Cheers, Ken Hanly
Nathan Newman wrote:
> > -----Original Message-----
> > From: owner-lbo-talk at lists.panix.com
> > [mailto:owner-lbo-talk at lists.panix.com]On Behalf Of JKSCHW at aol.com
> > Sent: Thursday, January 20, 2000 2:44 PM
> >
> > Social Security isn't means tested. Is that throwing away money?
> > Neither is national health in most countries. Or maybe you are not
> > advocating means testing, or think the Bradley plan wouldn't. But why
> > then would they need to know your income? Maybe to find out if they
> > were serving the low income population? --jks
>
> Social Security is means tested in the sense that benefits are determined by how
> much you made in your lifetime, although it is a regressive means testing in
> that the more you made, the more you are paid by the government. Not that social
> security overall is regressive since richer people pay in more over their
> lifetime, but there is a reasonable debate over whether purely universal
> programs are always better than means tested programs.
>
> Universal benefits often use of a lot government funds on middle class and
> wealthier citizens, often essentially redistributing from middle class tax
> payers to middle class recipients with little economic redistribution. Social
> security is a good program, but for all its universality, the rich pay very
> little into it proportionate to their income. The argument for universal
> programs is that they are politically bulletproof, but social security is partly
> bulletproof because the wealthy are not taxed to pay for it, so they don't
> mobilize against it. National health care in a number of countries is funded
> heavily by national VAT (sales-type) taxes that are not particularly
> progressive.
>
> The advantage of means tested programs is that the money spent is almost pure
> redistribution, largely at the federal level from progressive income taxes paid
> overwhelmingly by the wealthy directly to those most in need.

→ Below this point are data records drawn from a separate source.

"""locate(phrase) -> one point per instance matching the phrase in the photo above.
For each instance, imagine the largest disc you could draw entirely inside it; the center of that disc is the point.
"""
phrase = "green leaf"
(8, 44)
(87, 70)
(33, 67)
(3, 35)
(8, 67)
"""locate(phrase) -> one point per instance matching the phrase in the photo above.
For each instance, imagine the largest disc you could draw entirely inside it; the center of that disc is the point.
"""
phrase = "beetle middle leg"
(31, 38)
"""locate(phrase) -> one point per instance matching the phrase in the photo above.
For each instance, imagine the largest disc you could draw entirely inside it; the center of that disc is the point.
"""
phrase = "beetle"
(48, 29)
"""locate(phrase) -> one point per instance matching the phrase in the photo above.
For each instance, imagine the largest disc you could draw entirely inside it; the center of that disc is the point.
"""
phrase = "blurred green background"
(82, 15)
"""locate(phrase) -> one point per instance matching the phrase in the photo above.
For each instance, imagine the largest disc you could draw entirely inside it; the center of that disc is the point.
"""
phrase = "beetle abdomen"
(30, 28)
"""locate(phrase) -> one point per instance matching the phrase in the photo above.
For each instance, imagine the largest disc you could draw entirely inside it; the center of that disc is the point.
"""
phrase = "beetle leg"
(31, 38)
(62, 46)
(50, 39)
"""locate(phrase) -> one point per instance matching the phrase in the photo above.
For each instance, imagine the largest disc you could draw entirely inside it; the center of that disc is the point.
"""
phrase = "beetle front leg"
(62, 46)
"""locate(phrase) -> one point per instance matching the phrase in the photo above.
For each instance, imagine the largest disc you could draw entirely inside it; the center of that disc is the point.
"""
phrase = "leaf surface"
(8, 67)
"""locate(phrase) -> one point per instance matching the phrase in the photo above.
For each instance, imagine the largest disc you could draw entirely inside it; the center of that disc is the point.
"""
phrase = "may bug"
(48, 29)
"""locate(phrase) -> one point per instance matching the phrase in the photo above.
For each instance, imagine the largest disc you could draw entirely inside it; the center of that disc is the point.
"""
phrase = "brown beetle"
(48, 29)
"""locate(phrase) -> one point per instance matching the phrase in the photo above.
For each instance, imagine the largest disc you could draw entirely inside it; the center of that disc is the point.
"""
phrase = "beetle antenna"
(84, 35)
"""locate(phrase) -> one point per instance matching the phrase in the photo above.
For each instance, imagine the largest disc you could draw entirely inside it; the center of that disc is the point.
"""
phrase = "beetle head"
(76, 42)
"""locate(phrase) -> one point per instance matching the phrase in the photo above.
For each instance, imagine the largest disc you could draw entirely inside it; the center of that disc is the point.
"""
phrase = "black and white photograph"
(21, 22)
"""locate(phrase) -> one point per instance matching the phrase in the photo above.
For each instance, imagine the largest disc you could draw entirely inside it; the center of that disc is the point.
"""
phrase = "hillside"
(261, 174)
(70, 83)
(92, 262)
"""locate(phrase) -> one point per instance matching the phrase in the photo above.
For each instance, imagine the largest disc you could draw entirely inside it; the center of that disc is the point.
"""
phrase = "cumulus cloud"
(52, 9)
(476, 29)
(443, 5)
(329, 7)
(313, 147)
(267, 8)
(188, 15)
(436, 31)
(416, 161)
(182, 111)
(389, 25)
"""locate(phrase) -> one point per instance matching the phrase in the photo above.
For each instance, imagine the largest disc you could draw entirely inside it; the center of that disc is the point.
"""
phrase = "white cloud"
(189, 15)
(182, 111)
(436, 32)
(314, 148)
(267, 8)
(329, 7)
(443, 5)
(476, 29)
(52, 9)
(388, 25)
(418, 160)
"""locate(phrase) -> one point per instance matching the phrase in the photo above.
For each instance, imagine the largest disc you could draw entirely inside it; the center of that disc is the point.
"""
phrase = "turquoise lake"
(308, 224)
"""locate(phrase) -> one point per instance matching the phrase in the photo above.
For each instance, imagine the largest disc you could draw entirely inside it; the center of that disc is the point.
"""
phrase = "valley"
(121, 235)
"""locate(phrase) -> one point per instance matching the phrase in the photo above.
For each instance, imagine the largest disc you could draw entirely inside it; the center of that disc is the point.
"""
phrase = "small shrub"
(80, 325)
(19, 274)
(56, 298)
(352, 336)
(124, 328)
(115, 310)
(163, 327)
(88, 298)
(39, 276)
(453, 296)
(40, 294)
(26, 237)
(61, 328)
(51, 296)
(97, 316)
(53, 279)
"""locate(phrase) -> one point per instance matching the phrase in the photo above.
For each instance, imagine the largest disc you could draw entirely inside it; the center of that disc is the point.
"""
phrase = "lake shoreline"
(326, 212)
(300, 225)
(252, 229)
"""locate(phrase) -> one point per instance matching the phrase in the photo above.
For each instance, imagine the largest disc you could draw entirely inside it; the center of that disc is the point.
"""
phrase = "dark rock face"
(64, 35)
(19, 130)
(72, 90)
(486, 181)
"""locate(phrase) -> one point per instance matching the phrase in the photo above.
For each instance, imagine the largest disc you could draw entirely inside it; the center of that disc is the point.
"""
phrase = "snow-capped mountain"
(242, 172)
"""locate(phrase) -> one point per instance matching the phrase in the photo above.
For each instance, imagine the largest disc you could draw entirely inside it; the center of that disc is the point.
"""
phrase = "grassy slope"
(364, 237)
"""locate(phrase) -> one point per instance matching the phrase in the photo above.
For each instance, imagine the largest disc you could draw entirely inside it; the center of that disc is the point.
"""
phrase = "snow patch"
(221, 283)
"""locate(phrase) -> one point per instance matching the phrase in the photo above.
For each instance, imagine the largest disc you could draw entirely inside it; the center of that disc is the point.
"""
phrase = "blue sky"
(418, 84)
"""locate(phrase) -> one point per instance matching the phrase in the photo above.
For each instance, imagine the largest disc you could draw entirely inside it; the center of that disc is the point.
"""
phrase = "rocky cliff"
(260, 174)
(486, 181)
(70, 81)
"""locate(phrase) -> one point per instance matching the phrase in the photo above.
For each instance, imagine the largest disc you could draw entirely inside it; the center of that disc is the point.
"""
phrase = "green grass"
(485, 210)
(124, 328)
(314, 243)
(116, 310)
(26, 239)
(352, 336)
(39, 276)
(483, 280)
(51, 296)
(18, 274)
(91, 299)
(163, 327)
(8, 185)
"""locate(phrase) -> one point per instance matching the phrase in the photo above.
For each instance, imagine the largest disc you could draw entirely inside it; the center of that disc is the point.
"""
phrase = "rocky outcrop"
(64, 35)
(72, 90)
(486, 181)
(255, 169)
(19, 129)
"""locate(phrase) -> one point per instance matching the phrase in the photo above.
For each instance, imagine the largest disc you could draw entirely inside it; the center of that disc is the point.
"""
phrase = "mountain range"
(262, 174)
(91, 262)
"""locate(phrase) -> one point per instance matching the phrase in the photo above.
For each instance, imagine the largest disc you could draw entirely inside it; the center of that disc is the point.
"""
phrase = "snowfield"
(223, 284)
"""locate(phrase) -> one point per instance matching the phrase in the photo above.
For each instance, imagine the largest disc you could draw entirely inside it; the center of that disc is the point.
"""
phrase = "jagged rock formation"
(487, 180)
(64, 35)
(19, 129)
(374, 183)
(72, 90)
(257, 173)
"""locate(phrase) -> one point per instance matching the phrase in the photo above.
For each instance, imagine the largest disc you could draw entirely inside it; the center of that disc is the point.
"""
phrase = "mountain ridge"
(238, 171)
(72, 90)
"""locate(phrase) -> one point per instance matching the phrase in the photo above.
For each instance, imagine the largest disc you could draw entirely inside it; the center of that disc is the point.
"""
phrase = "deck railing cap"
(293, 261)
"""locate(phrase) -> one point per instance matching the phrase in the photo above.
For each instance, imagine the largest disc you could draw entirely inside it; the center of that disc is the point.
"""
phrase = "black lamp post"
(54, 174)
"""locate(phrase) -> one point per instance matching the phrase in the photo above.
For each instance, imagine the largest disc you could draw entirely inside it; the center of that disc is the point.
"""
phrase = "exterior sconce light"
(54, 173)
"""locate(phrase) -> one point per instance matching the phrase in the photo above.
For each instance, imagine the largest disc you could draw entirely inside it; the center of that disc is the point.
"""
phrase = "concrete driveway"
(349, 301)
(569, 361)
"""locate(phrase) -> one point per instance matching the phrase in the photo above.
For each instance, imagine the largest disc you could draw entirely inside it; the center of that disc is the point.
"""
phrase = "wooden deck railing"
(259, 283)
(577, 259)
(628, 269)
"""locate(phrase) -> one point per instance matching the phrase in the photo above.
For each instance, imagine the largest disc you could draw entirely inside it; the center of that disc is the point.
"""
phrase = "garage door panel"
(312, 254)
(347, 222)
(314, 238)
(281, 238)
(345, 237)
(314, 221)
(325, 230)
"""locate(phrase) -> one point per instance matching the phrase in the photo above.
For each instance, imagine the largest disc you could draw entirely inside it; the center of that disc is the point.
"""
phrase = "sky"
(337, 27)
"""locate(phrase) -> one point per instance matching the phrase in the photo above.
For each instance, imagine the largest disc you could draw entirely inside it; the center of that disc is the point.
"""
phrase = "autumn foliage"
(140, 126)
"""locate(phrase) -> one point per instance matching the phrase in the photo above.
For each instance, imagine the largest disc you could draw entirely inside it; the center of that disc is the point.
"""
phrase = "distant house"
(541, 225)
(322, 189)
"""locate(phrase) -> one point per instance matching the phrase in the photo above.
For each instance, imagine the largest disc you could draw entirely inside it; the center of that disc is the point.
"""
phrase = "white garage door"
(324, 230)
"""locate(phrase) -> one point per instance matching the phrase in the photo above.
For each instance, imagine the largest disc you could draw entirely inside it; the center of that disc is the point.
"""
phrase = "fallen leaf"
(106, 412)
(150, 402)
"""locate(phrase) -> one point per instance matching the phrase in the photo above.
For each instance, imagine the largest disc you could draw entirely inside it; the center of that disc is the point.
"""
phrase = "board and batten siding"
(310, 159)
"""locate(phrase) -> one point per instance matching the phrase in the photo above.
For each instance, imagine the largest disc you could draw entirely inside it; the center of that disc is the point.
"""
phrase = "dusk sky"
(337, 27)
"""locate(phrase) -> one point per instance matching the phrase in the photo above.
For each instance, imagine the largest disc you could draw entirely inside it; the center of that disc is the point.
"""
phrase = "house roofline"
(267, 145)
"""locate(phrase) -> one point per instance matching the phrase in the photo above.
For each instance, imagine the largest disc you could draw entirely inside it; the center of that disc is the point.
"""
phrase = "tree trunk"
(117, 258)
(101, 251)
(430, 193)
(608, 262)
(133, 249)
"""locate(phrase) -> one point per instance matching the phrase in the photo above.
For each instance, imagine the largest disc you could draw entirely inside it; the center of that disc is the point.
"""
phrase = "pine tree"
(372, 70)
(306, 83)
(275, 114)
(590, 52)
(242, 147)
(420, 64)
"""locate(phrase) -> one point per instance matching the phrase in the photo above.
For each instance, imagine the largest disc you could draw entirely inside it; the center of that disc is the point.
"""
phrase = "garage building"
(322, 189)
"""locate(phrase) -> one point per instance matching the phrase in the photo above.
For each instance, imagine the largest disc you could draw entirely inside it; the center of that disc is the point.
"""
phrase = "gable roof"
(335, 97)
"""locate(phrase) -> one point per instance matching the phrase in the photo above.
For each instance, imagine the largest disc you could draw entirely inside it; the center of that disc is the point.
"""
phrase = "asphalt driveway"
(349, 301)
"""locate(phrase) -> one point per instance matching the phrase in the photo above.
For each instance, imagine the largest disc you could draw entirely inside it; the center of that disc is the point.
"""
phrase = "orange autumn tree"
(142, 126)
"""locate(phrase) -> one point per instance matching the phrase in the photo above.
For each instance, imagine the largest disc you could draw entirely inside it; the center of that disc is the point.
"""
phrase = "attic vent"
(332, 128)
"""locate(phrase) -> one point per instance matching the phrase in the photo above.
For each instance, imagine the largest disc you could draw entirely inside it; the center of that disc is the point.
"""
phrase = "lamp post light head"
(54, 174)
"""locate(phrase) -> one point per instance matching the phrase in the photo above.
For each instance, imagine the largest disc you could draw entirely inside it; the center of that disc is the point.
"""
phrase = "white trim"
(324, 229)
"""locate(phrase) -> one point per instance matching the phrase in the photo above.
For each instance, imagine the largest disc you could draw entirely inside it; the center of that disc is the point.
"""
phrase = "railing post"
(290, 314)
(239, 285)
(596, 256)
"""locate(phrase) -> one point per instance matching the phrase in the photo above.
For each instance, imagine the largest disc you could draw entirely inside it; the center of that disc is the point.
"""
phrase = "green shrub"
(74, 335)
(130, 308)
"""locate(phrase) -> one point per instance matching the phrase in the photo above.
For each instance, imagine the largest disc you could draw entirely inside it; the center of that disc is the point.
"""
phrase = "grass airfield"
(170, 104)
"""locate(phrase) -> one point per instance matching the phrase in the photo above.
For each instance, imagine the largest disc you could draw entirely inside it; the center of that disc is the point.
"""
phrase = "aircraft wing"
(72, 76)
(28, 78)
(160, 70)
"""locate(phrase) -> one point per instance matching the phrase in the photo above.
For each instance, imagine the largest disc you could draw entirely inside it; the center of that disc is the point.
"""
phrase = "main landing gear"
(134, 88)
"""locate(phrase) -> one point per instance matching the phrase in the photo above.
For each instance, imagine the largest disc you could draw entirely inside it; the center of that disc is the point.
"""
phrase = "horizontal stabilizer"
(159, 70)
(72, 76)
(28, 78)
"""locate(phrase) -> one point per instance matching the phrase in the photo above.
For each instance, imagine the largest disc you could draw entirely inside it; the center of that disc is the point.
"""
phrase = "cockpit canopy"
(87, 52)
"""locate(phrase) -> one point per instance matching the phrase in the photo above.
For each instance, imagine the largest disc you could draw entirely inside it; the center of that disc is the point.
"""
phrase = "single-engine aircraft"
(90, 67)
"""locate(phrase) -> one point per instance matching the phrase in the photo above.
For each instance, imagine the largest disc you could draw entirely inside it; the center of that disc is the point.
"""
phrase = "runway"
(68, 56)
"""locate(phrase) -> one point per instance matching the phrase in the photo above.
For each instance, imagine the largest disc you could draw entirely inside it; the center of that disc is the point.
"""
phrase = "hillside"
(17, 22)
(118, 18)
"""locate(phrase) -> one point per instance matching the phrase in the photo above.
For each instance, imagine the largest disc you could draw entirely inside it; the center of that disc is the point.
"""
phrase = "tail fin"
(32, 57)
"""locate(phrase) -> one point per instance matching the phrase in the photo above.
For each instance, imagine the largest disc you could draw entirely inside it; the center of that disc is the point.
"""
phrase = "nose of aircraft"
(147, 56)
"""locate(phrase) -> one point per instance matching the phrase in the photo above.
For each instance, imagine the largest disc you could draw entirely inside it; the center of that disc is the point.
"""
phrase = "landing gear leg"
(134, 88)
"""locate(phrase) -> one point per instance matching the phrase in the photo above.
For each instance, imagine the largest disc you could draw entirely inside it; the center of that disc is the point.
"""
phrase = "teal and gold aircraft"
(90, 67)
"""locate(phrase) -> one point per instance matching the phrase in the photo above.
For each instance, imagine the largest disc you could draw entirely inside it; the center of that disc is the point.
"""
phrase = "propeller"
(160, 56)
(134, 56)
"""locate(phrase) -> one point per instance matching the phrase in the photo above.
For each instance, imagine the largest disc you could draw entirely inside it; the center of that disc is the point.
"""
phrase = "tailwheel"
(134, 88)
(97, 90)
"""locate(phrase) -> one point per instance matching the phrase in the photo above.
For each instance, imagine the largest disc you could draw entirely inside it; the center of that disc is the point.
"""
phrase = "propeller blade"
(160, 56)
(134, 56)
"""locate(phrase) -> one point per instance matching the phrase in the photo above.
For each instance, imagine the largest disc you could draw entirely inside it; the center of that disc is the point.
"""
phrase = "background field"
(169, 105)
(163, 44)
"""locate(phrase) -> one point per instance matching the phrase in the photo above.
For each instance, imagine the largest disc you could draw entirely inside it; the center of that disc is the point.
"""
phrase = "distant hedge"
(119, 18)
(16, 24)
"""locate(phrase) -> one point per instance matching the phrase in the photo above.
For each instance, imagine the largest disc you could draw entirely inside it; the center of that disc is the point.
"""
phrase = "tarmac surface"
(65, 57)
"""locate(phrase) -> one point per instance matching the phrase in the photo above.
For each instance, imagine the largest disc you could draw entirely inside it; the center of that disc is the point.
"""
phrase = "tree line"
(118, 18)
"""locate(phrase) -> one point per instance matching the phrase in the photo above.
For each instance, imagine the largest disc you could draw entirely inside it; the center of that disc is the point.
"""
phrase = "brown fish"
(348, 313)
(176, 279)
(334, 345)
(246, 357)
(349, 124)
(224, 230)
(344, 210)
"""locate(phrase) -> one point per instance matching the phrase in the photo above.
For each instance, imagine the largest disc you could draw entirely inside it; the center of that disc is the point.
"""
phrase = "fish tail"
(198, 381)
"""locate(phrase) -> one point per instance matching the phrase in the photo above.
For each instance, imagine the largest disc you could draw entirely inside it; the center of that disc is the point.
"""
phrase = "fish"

For the same
> reason, those programs are under continual political assault.
>
> Obviously, the ideal is a broad-based progressive tax where the wealthy
> contribute for universal coverage. But that still requires means testing on the
> tax payment side.
>
> There are more serious policy downsides to means-testing, largely due to the
> "phase-out" of benefits which operates like a high marginal tax on additional
> income on those receiving those benefits. I think that is far bigger problem
> with means tested programs than the worries over paperwork.